C. STORING ACCURACY INFORMATION

• how to store information on accuracy in a database?

Raster data

• uncertainty in each cell's attributes might be stored by giving each cell a set of probability attributes, one for each of the possible classes
• in classified remote sensing images this information can come directly from the classification procedures

• uncertainty in elevation in a DEM is more likely constant over the raster and can be stored as part of the descriptive or metadata for the raster as a whole

• positional uncertainty is also likely constant for the raster
• can be stored once for the whole map

Vector data

• there are five potential levels for storage of uncertainty information in a vector database:
• map
• class of objects
• polygon
• arc
• point

Positional uncertainty

• positional accuracy at one level may not imply similar accuracy at other levels
• positional accuracy about a point says little about the positional accuracy of an arc

diagram

• similarly, positional accuracy at the polygon level may cause confusion along shared arcs

diagram

• for lines and polygons, accuracy can be stored as an attribute of:
• arc (e.g. width of transition zone between two polygons)
• class of objects (e.g. error in position of railroads)
• map as a whole (e.g. all boundaries and lines on the map have been digitized to specified accuracy)

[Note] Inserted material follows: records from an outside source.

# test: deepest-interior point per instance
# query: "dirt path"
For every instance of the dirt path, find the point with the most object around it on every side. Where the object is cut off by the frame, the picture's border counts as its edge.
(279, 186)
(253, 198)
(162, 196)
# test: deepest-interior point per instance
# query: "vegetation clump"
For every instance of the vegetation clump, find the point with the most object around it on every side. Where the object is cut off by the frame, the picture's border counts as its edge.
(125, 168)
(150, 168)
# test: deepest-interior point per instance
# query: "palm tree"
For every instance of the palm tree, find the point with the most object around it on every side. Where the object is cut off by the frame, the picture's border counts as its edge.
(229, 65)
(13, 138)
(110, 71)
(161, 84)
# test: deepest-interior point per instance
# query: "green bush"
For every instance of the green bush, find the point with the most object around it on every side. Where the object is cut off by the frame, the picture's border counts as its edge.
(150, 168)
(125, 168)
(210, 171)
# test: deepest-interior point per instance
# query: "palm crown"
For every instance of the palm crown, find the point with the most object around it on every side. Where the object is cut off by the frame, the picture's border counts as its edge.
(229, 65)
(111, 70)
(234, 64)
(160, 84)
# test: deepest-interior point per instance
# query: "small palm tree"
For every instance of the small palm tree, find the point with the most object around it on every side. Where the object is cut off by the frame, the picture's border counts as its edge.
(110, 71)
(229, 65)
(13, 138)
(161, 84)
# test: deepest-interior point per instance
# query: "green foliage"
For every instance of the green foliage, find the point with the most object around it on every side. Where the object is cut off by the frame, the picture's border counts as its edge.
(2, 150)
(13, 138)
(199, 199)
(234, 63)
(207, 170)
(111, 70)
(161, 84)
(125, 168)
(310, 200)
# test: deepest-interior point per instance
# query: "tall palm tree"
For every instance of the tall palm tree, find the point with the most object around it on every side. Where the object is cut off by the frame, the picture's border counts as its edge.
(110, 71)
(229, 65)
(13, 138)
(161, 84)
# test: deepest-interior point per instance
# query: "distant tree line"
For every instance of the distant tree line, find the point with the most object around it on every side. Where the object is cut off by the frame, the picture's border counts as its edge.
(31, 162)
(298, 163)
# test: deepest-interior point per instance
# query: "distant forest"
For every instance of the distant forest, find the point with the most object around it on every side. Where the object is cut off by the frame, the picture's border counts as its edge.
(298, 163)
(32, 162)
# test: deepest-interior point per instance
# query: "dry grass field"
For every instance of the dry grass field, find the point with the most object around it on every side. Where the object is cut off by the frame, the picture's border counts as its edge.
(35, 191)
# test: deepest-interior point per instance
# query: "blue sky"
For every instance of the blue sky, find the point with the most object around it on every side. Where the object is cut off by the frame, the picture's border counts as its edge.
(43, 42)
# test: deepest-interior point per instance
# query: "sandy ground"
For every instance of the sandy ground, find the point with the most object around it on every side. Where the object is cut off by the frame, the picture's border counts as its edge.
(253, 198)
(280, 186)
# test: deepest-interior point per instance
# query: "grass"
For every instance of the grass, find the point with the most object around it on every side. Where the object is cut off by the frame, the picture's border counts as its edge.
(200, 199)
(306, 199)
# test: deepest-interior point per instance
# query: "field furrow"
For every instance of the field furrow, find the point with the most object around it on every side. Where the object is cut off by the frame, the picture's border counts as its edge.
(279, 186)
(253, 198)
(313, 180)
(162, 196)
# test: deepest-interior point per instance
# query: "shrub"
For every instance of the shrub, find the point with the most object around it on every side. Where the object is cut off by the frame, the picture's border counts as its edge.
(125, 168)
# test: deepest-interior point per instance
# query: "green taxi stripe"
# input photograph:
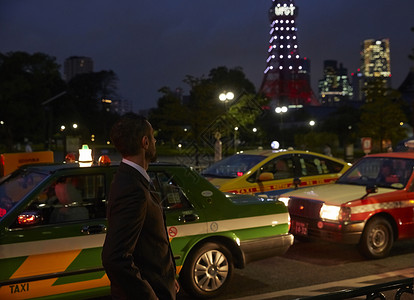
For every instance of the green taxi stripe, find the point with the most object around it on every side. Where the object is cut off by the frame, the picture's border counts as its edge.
(51, 246)
(227, 225)
(87, 258)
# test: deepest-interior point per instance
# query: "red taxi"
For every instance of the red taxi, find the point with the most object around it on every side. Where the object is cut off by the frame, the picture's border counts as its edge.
(371, 205)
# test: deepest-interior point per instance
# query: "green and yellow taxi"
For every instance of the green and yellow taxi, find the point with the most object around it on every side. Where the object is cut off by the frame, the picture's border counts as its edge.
(53, 225)
(273, 172)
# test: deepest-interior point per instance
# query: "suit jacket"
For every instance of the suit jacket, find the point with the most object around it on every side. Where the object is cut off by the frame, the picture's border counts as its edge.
(136, 254)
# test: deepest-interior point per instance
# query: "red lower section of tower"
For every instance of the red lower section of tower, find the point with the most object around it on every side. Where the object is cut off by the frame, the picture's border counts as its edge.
(294, 91)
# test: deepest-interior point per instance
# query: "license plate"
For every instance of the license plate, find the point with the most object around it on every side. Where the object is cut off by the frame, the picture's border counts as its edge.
(300, 228)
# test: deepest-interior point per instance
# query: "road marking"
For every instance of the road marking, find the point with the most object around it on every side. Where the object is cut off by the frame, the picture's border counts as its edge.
(314, 290)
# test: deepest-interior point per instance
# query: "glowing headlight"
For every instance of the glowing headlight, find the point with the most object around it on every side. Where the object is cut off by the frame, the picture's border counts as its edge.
(330, 212)
(285, 200)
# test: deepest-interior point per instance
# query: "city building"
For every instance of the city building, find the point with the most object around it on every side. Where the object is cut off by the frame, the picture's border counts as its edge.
(75, 65)
(334, 88)
(376, 64)
(286, 80)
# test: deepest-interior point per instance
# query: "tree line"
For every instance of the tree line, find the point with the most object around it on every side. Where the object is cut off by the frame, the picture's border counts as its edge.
(29, 84)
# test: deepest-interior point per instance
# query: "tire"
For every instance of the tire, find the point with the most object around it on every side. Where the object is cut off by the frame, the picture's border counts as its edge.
(377, 239)
(207, 271)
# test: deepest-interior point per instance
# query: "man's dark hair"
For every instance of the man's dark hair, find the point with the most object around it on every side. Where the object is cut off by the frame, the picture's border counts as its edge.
(127, 133)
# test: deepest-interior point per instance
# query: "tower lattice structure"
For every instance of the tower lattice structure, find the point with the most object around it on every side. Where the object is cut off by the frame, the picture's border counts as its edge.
(286, 77)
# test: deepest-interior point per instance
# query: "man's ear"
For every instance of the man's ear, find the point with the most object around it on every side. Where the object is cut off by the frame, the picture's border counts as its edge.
(145, 142)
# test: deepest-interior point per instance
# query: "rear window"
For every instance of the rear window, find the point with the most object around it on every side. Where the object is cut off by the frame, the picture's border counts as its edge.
(233, 166)
(314, 165)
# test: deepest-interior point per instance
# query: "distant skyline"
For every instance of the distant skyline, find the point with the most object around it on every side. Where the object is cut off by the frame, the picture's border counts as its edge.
(151, 44)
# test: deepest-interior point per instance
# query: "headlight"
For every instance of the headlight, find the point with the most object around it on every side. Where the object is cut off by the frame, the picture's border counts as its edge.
(336, 213)
(285, 200)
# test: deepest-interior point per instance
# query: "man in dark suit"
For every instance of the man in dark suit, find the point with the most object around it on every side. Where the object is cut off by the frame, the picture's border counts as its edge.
(136, 255)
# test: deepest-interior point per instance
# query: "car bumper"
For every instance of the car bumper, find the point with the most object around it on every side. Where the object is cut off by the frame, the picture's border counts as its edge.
(266, 247)
(335, 232)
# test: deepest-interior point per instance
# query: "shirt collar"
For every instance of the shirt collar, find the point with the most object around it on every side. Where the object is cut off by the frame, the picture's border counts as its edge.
(138, 168)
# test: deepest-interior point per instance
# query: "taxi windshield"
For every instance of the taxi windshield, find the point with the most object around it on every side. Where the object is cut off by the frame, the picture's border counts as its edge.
(15, 187)
(380, 171)
(233, 166)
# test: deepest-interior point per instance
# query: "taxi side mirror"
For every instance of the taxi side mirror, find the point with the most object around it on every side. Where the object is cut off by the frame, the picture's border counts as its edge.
(370, 189)
(266, 176)
(29, 218)
(296, 182)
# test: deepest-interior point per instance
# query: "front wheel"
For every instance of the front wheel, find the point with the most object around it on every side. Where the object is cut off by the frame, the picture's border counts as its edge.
(207, 271)
(377, 239)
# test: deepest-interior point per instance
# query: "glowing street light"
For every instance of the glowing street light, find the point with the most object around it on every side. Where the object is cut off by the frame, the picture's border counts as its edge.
(224, 97)
(281, 110)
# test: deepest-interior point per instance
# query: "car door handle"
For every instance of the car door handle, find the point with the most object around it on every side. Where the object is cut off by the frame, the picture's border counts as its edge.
(188, 218)
(93, 229)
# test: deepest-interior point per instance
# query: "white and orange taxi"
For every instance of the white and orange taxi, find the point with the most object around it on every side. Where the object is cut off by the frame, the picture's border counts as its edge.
(273, 172)
(371, 205)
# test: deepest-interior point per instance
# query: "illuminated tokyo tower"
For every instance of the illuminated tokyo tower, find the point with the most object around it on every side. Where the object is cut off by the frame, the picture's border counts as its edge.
(286, 79)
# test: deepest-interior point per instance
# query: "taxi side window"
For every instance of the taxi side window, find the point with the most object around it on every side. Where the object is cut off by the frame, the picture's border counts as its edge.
(281, 168)
(170, 193)
(69, 198)
(312, 165)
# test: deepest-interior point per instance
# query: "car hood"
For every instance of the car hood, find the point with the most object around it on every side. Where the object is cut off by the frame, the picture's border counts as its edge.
(335, 194)
(218, 182)
(248, 199)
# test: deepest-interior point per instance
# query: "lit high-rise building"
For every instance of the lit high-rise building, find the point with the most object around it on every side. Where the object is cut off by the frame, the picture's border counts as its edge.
(375, 66)
(286, 81)
(75, 65)
(375, 58)
(334, 88)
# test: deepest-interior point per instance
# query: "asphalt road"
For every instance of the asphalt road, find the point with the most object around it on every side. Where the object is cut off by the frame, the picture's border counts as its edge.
(315, 268)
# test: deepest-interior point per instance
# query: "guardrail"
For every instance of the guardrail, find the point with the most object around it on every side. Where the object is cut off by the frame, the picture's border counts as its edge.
(372, 292)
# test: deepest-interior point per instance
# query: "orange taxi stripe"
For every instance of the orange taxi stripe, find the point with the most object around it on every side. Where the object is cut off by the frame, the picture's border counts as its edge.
(46, 263)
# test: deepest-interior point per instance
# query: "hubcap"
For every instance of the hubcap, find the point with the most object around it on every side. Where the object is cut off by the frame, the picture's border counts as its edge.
(378, 238)
(211, 270)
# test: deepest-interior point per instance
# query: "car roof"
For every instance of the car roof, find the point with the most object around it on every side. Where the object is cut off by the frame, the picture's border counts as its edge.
(409, 155)
(53, 167)
(269, 152)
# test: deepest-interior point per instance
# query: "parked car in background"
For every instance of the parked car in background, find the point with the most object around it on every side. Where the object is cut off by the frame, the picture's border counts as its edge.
(371, 205)
(273, 172)
(52, 228)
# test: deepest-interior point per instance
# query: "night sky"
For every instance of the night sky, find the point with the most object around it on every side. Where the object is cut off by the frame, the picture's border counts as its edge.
(150, 44)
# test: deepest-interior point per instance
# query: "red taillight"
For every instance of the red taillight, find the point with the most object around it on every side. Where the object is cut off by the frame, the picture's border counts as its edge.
(104, 160)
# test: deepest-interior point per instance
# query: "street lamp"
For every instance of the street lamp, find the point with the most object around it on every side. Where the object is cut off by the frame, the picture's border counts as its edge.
(235, 139)
(281, 110)
(226, 96)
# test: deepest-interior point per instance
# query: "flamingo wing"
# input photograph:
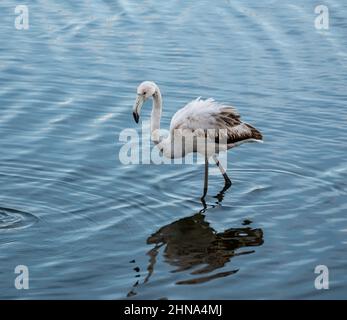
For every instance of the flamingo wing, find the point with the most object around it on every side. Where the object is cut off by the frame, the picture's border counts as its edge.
(201, 115)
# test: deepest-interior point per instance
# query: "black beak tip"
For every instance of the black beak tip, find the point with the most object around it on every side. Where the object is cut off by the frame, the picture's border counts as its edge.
(136, 117)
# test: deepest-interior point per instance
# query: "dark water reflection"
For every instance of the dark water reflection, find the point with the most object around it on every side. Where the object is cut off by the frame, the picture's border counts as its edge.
(190, 243)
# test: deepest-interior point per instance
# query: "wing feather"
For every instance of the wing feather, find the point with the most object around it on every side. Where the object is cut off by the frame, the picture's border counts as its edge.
(200, 116)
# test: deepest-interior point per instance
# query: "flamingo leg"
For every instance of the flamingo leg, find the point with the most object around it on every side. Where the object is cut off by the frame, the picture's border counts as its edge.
(222, 170)
(206, 177)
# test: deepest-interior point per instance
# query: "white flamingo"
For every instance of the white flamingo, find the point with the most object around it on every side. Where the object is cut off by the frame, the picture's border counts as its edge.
(202, 124)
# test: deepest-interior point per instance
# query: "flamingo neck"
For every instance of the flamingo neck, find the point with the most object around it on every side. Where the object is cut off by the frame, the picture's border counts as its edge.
(156, 116)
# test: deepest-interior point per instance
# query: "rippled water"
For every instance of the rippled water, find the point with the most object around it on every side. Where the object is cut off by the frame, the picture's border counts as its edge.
(88, 226)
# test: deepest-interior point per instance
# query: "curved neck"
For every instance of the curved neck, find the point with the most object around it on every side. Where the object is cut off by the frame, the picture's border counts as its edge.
(156, 115)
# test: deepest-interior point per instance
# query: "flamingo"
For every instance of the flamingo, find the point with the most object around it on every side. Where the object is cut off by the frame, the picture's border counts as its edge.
(201, 124)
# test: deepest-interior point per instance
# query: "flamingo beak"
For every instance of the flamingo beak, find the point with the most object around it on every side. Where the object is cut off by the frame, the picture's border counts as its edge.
(140, 99)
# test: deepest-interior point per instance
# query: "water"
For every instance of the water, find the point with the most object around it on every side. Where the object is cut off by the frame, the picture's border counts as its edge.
(88, 226)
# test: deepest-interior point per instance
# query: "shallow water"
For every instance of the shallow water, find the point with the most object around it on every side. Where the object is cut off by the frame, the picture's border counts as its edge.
(88, 226)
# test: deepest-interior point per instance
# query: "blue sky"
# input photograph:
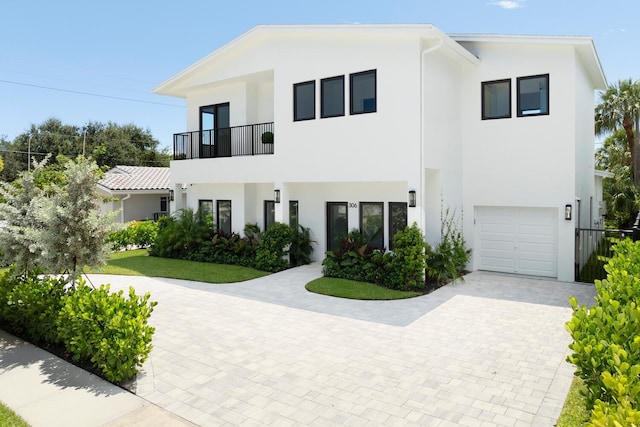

• for points, can be stored as an attribute of point, class or map

Attribute uncertainty

• uncertainty in an object's attributes can be stored as:
• an attribute of the object (e.g. polygon is 90% A)
• an attribute of the entire class of objects (e.g. soil type A has been correctly identified 90% of the time)

REFERENCES

Burrough, P.A., 1986. Principles of Geographical Information Systems for Land Resources Assessment. Clarendon, Oxford. Chapter 6 on error in GIS.

Chrisman, N.R., 1983. "The role of quality information in the long-term functioning of a geographic information system," Cartographica 21:79.

Goodchild, M.F. and S. Gopal, editors, 1989. The Accuracy of Spatial Databases, Taylor and Francis, Basingstoke, UK. Edited papers from a conference on error in spatial databases.

1. Define the difference between sensitivity to error in principle and in practice.

2. Imagine that you represent a community trying to fight the proposed route of the powerline discussed in this unit. What arguments would you use to attack the power utility company's methods?

3. Compare the methods available in any digitizing system to which you have access, to those discussed in this unit. Does your system offer any significant advantages?

4. Some GIS processes can be very sensitive to small errors in data. Give examples of such processes, and discuss ways in which the effects of errors can be managed.